Fred Chartrand Fred Chartrand / La Presse Canadienne

OTTAWA — Le gouvernement du Québec entend bien faire ses devoirs d’ici le 1er juillet 2018, date à laquelle le gouvernement Trudeau légalisera la marijuana, même s’il juge que l’échéancier est serré.

«C’est bien clair que le 1er juillet 2018, ça va être légal. On peut aimer ou ne pas aimer, mais c’est ça qui est ça, a dit le ministre québécois des Finances, Carlos Leitao, en entrevue. Donc, il va falloir que les provinces soient prêtes et nous le serons.»

Le ministre Leitao était de passage à Ottawa lundi pour participer à la rencontre bisannuelle fédérale-provinciale-territoriale des ministres des Finances.

Plus tôt dans la journée, le premier ministre Justin Trudeau avait fermé la porte aux provinces qui espéraient obtenir un sursis pour la légalisation de la marijuana.

«On a donné beaucoup de temps à tout le monde, a affirmé Justin Trudeau. On a travaillé depuis longtemps avec toutes les provinces, avec toutes les municipalités. On travaille sur un cadre législatif.»

«Il est temps qu’on avance là-dessus», a-t-il ajouté avant de s’engouffrer dans la Chambre des communes pour la période des questions.

Le Manitoba avait demandé en matinée le report de la date butoir du 1er juillet 2018, jugeant que le calendrier était trop serré.

Le gouvernement Trudeau a déposé un projet de loi en avril pour légaliser la marijuana, ce qui laissait 15 mois aux provinces pour s’adapter. Il leur reste maintenant un an.

«C’est précipité», avait lâché le ministre des Finances du Manitoba, Cameron Friesen, avant le début de la rencontre lundi matin.

«Nous n’avons qu’une chance de bien faire les choses.»

Le ministre fédéral des Finances, Bill Morneau, a défendu l’échéancier imposé par son gouvernement.

«C’est très important d’avoir une date fixe», a-t-il soutenu en conférence de presse après la rencontre, spécifiant plus tard en anglais qu’il s’agissait de la meilleure façon de faire bouger les choses.

«Nous avons un « backup plan », donc il y a une façon de faire pour aider les provinces si nécessaire», a-t-il ajouté.

M. Morneau a rappelé que les gens pourraient toujours s’approvisionner en ligne auprès d’un producteur autorisé dans le cas où il n’y aurait pas de réseau de distribution dans leur province. La marijuana serait livrée par la poste ou par service de messagerie.

Leitao rassuré

Le ministre des Finances, Carlos Leitao, s’est dit rassuré après la rencontre avec ses homologues puisque tous semblaient être sur la même longueur d’onde.

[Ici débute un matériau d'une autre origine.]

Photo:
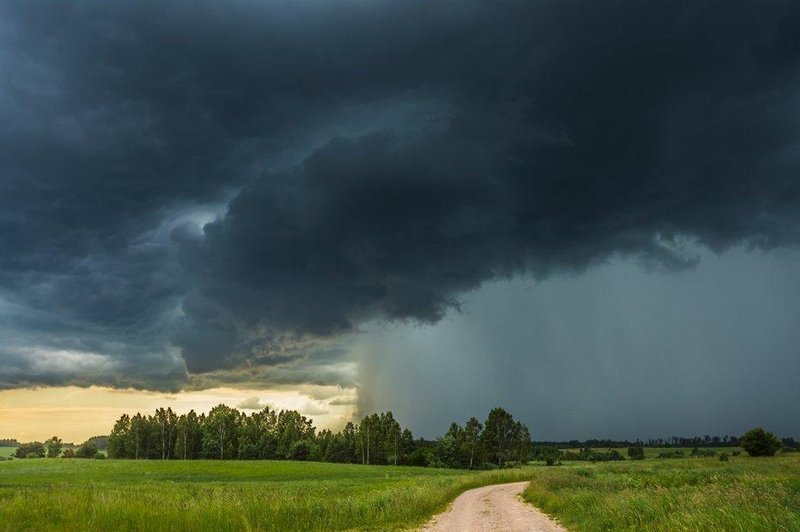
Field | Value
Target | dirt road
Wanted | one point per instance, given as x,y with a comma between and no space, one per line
496,508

«Nous tous, les provinces et le gouvernement fédéral, nous abordons cette question sous l’angle de la sécurité et de la santé publique, a-t-il expliqué. Donc, ce n’est pas un enjeu commercial où on va aller chercher des revenus mirobolants.»

Les provinces veulent obtenir leur juste part des revenus qui seront générés par la vente de marijuana récréative puisque ce sont elles qui devront composer avec les enjeux liés à la distribution, la santé et la sécurité publique.

Le Québec craint de se retrouver avec un fardeau financier et plaide pour l’imposition d’une taxe provinciale sur les ventes de marijuana suffisamment élevée pour couvrir ses frais.

Le ministre fédéral des Finances, Bill Morneau, a indiqué que le gouvernement avait déjà commencé à étudier divers scénarios de taxation, mais qu’il était encore trop tôt pour avancer des chiffres.

«Nous ne sommes pas arrivés à une conclusion aujourd’hui», a-t-il expliqué soulignant au passage que certaines provinces sont plus avancées que d’autres.

«Mais nous avons parlé en général du besoin d’éviter la création d’un marché noir, ce qui nécessiterait un bas taux de taxation.»

Le ministre Morneau a également insisté lors de cette rencontre sur l’importance que les provinces adoptent une approche coordonnée et qu’elles maintiennent une collaboration constante pour éviter de se retrouver avec un écart de taxation trop grand d’un océan à l’autre.

«Il reste beaucoup de questions parce que ce n’était qu’une première rencontre pour discuter des grands principes, a indiqué Carlos Leitao. Là, il faudra rentrer dans les détails.»

Les discussions se poursuivront entre ministères jusqu’à la prochaine réunion fédérale-provinciale-territoriale des ministres des Finances en décembre.

Carlos Leitao espère que ses homologues et lui pourront alors trouver un terrain d’entente.